Ginny owned a house in a town called River Grove, Colorado—the house where I’d first woken up in Halli’s body a little more than a week ago—and Ginny and Halli stayed there for large parts of the year. They used it as their base, but then took off whenever they wanted to go camping or backpacking, hiking or skiing. Halli felt confident she would have no trouble navigating her way around. In fact, Colorado was exactly the perfect place for her to begin.
There were several steps to the whole plan, but Halli was ready to take them.
1. Get out of school.
2. Get to Colorado.
3. Get a job.
4. Get lost. Go out into the world and remake Audie Masters’s life into something more fitting for Halli Markham. Something Halli could understand.
And what if, in the midst of all this, the real Audie Masters showed up again? Great. Terrific. Halli would be happy to turn over the keys to this body again—as long as she had another one she could inhabit.
Halli hadn’t forgotten a single word of the conversation between Professor Whitfield and me. The one about her being dead. About her body being gone. The professor might want Halli to do whatever she could to help find me and bring me home, but Halli, in her own secret mind, needed assurances. If she didn’t have a live version of herself to take over, then she wasn’t budging out of my body or out of my life.
The professor didn’t know that. Albert didn’t know that. I certainly didn’t. But any of us should have guessed. Halli was a survivor—is a survivor. A future as a dead girl wasn’t the future she was pursuing.
And if it turned out she had to stay as Audie Masters, then Audie Masters would soon be leading a spectacularly different life.
22
When my mom came home that night, Halli was ready for her. In a way I never would have been.
I’ve never been a particularly good liar. To be good at it, I think you have to have a certain amount of fearlessness.
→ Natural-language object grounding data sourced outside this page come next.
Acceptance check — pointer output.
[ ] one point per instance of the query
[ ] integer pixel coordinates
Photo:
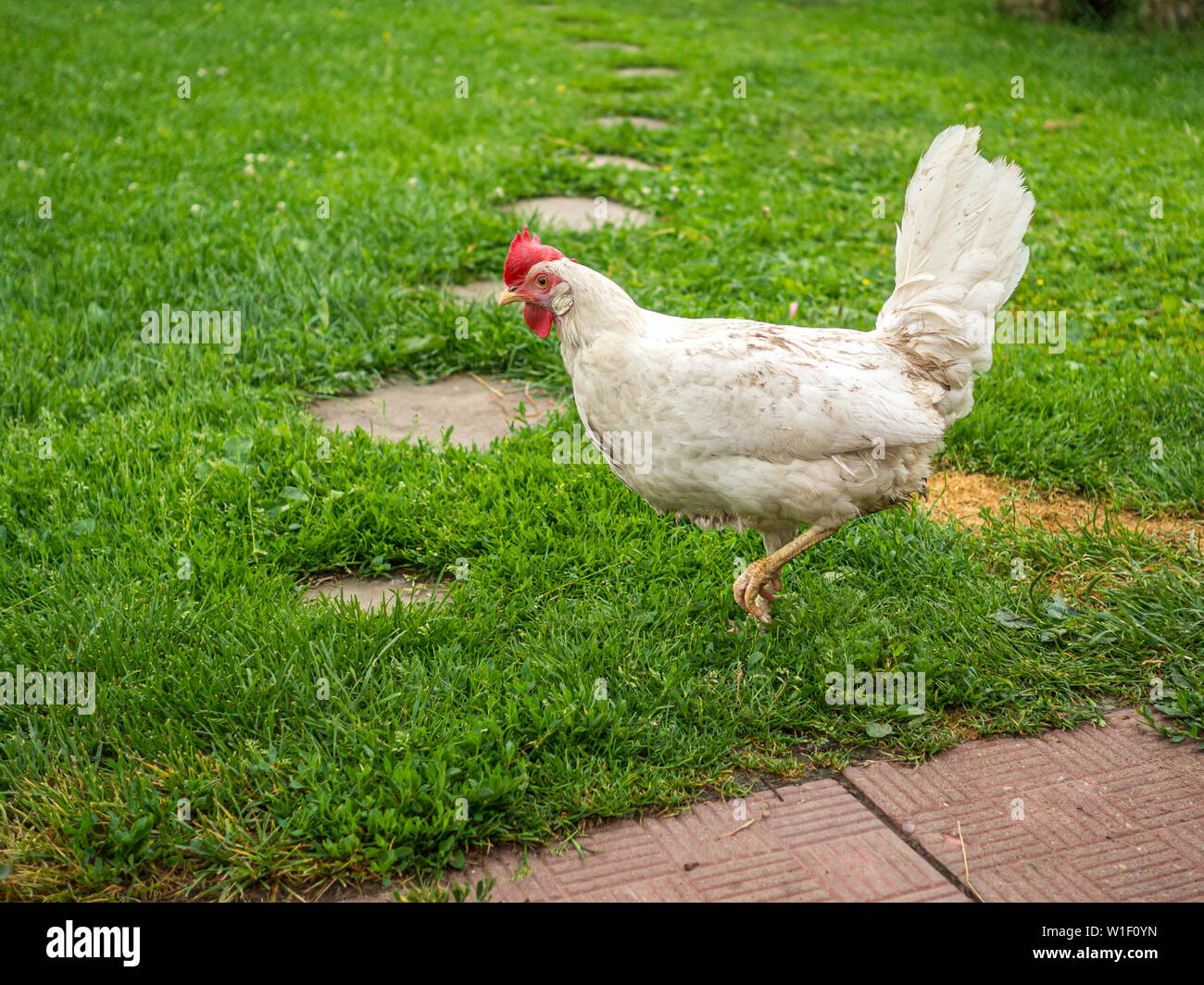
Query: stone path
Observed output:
(1091, 814)
(478, 409)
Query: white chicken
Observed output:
(749, 425)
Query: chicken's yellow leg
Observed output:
(755, 588)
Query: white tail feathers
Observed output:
(959, 255)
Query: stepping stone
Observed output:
(639, 123)
(480, 409)
(646, 71)
(577, 213)
(482, 292)
(613, 160)
(615, 46)
(377, 593)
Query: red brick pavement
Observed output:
(1091, 814)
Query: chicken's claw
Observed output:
(757, 589)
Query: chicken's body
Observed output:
(762, 427)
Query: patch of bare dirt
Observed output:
(961, 495)
(373, 593)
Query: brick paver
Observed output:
(1091, 814)
(815, 843)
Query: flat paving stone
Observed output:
(613, 160)
(478, 409)
(639, 123)
(376, 593)
(582, 215)
(598, 46)
(646, 71)
(1085, 816)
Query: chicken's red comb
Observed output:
(526, 251)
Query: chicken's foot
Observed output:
(761, 580)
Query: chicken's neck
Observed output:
(601, 308)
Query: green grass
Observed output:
(316, 743)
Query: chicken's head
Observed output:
(529, 280)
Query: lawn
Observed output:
(161, 505)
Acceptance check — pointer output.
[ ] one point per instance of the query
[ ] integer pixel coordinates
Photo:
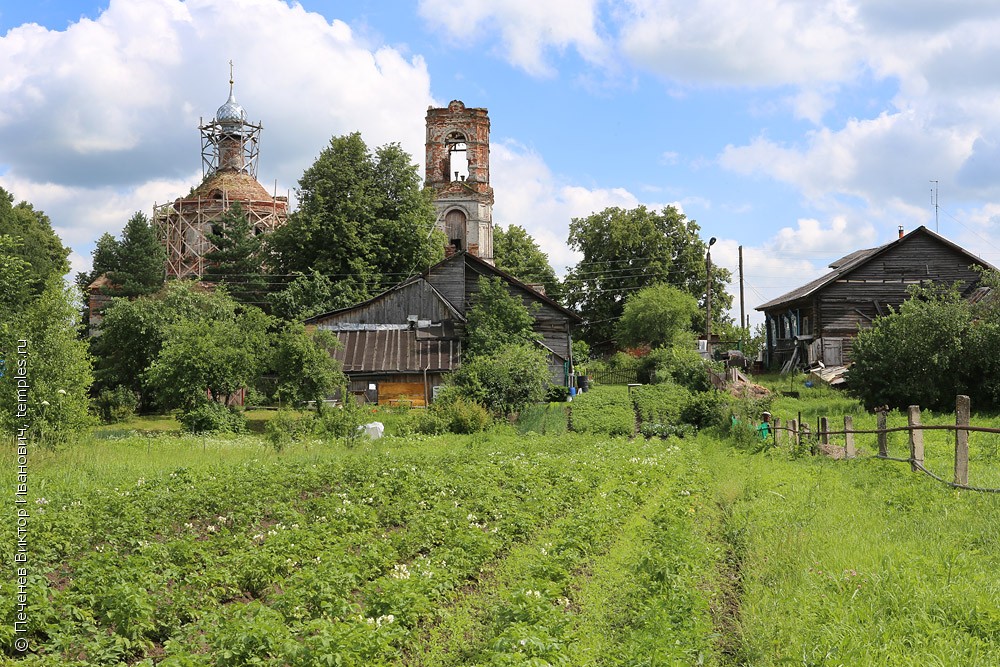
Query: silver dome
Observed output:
(231, 113)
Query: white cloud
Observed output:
(100, 119)
(874, 159)
(530, 195)
(527, 28)
(748, 43)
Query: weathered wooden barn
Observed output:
(817, 322)
(397, 347)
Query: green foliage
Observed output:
(603, 410)
(37, 243)
(43, 353)
(500, 549)
(218, 356)
(304, 367)
(660, 402)
(116, 405)
(207, 416)
(660, 315)
(680, 364)
(237, 260)
(519, 255)
(134, 330)
(626, 250)
(313, 293)
(556, 393)
(363, 221)
(140, 259)
(13, 279)
(458, 415)
(287, 427)
(705, 409)
(505, 381)
(496, 319)
(921, 354)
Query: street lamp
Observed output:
(708, 295)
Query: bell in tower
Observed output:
(458, 170)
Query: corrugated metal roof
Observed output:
(396, 351)
(852, 261)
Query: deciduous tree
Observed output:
(38, 244)
(517, 253)
(363, 219)
(496, 319)
(305, 368)
(627, 250)
(657, 316)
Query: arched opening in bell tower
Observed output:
(458, 157)
(455, 229)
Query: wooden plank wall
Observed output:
(417, 298)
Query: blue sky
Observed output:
(799, 129)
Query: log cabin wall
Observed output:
(856, 299)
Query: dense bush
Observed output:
(211, 417)
(604, 410)
(662, 403)
(679, 364)
(706, 408)
(116, 405)
(556, 393)
(936, 345)
(505, 381)
(287, 427)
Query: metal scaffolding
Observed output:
(230, 149)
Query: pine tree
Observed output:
(236, 261)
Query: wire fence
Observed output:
(799, 433)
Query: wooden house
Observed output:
(817, 322)
(397, 347)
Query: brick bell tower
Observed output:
(458, 169)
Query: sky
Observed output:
(799, 130)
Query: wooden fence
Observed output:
(798, 432)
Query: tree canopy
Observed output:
(657, 316)
(215, 357)
(627, 250)
(935, 346)
(237, 260)
(134, 330)
(517, 253)
(135, 265)
(364, 220)
(496, 319)
(37, 243)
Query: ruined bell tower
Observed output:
(458, 170)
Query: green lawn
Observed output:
(525, 545)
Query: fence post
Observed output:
(849, 451)
(916, 438)
(962, 410)
(883, 440)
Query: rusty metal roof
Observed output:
(396, 351)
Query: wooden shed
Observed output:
(818, 321)
(398, 346)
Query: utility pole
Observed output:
(934, 202)
(743, 316)
(708, 295)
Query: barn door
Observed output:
(833, 351)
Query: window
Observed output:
(458, 157)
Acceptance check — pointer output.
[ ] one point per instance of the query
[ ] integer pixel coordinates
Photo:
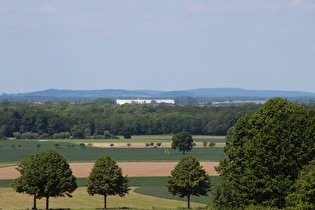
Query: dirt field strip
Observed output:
(132, 169)
(142, 145)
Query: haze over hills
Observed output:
(202, 92)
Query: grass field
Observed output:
(81, 200)
(74, 153)
(151, 186)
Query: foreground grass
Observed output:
(81, 200)
(152, 186)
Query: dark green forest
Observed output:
(92, 119)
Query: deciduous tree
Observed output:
(303, 190)
(265, 152)
(106, 179)
(189, 178)
(46, 174)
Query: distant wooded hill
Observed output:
(202, 92)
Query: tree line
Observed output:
(93, 119)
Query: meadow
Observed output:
(149, 191)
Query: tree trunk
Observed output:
(105, 196)
(34, 206)
(47, 202)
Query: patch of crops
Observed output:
(156, 186)
(77, 154)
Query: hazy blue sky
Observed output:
(158, 45)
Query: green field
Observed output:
(13, 151)
(152, 186)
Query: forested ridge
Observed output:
(92, 119)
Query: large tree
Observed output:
(189, 178)
(46, 174)
(106, 179)
(183, 141)
(265, 152)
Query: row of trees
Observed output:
(47, 174)
(91, 119)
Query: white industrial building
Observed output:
(144, 101)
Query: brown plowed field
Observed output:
(132, 169)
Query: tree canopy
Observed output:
(303, 190)
(265, 152)
(183, 141)
(46, 174)
(106, 179)
(189, 178)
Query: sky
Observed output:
(157, 45)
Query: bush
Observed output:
(211, 144)
(29, 135)
(17, 135)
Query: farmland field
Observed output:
(146, 186)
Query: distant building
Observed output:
(144, 101)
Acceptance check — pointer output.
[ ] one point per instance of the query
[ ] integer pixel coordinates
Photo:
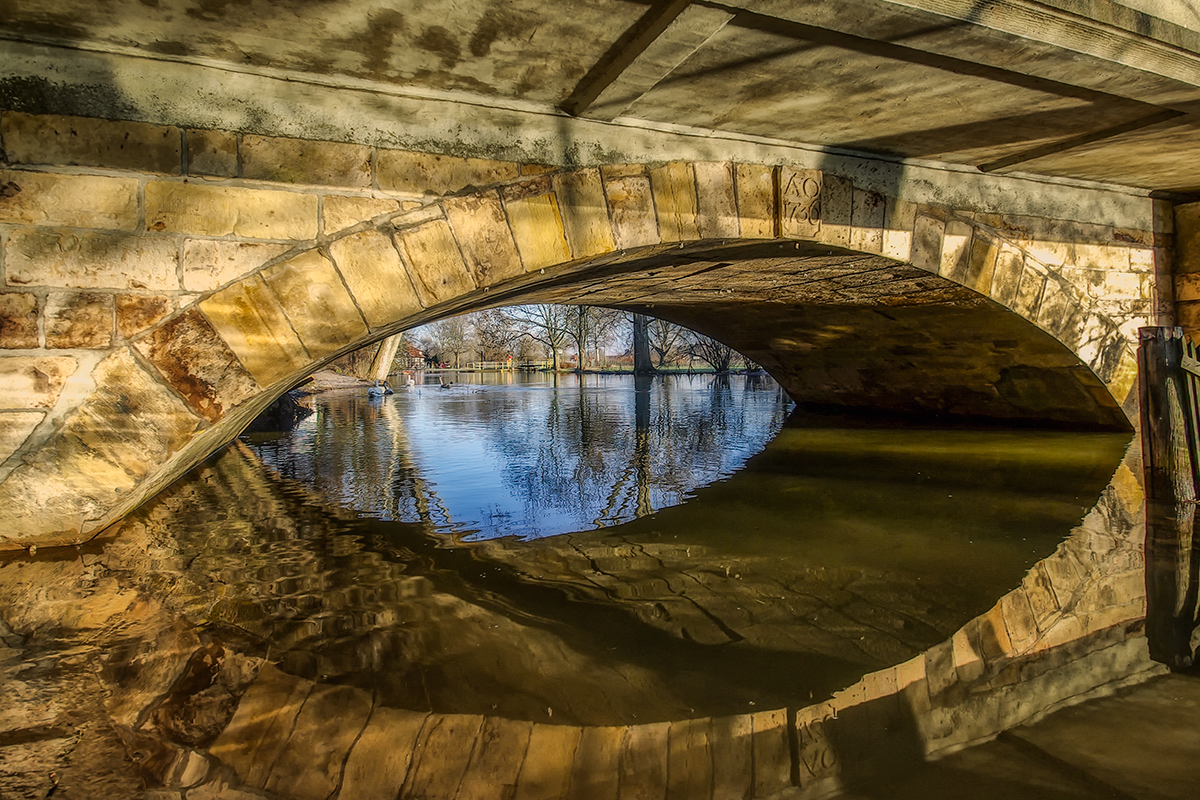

You need to really commit to your lie, no matter
what someone throws at you.
Granted, I’d been able to hide from my mother the fact that I’d been visiting a parallel universe every night. And yes, I also managed to sneak off to Colorado without her knowing, so I could spend the weekend undergoing tests with Professor Whitfield.
But this was a different kind of lie. It required face-to-face conversation, and Halli couldn’t waver for one second. But she was up for it.
“Mmm, what’s that smell?” my mom asked when she walked in. Halli met her in the kitchen.
“Roasted vegetables,” Halli said, pulling open the oven to show my mom. “Potatoes, leeks, garlic, carrots, zucchini...”
“Audie, that looks delicious! Where did you learn to—”
“Thanks,” Halli said, cutting her off. “It still has to cook a while longer. I was hoping you and I could talk about something in the meantime. Something important.”
My mother looked worried. “Of course, honey, what is it?” She sat down at the kitchen table.
Halli sat, too. She took a deep breath, like what she was about to say was hard for her.
“I did a lot of thinking last week,” she began. “And I think you’re right about Columbia University—I’ve been pushing myself too hard.”
“Good, honey. I’m glad you understand that.”
“But it’s more than that,” Halli went on. “I thought about a lot of things—school, my future, what I want to do with my life. And I came to a decision.”
Halli got up. “Wait a minute. I need to show you something.”
She went to my bedroom and came back with a folder of papers. She handed it to my mother.
“What’s this?”
“I talked to someone at the school today,” Halli said. “I found out I have enough credits to graduate right now—I had enough after this summer. Now all I have to do is take a test, and I can graduate. I want to do that. I want to leave. Right away. But I need your permission first.”